Professional indemnity insurers will have to disclose their credit ratings to solicitors under plans to be approved by the Solicitors Regulation Authority (SRA) next month.
However, the SRA is to drop the requirement that insurers give policyholders a month’s notice of their intention not to renew cover.
Last April the SRA published a policy statement on how it intends to reform PII – including scrapping the assigned risks pool (ARP) from October 2013, after which firms will have 90 days to secure insurance or shut down, with run-off cover provided by their most recent insurer – and then consulted on both this and the detail of the changes.
It reported today that the 38 respondents to the consultation broadly supported the main thrust of policy statement.
On the detail, there was strong support for credit rating notification – or financial strength rating in its absence – and even some calls for the SRA to set a minimum credit rating, to which it did not accede.
Most respondents were against notices of intention not to renew cover, believing that it cannot work in practice – there were concerns that insurers would send the notice to all firms, while other arguments included the need for the profession to take responsibility themselves in submitting proposal forms in a timely way.
Even though there was evidence of a campaign by one insurer to encourage its policyholders to write in against this proposal, the SRA said it had in any case reconsidered its position. “It is an unnecessary interference in the market which could actually result in unacceptable distortions.”
The SRA rejected Law Society calls for a rethink over how ARP liabilities will be apportioned in its final year, 2012/13. The April statement said solicitors will pay the first £10m and insurers the next £10m, alternating up to £60m, above which insurers alone would be responsible.
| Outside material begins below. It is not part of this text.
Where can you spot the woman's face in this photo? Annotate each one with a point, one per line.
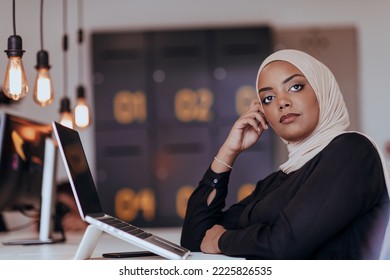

The society suggested that liabilities simply be shared 50:50.
The SRA said its approach provided “additional stability to the insurance market through the removal of the need for qualifying insurers to earmark this sum as an emergency fund for the ARP, thereby reducing average premiums charged to firms obtaining open market insurance”.
SRA chief executive Antony Townsend said: “As a public interest regulator, our objective is always to ensure that we have a comprehensive set of arrangements to protect clients through compulsory PII and the compensation fund. This was our only consideration when drawing up our responses to the comments made.”
The SRA’s board will be asked to approve the necessary rule changes in May.
Meanwhile, new Law Society research into solicitors’ 2011 renewal experience found some evidence that it is becoming easier for the profession, with insurers’ response times improving, for example.
However, while firms are starting to become more likely to shop around for quotations, the society said many could still make better use of the available market; 24% of firms, particularly smaller ones, approached only their existing insurer for cover and the research found that those firms which remained with their existing insurer were less likely to see a decrease in the cost of their premium.
The results indicated that the market remained relatively stable between 2010 and 2011, with the median 2011 premium of £16,980 just a shade higher than 12 months earlier. The average percentage of gross fee income spent on PII was 5.4%.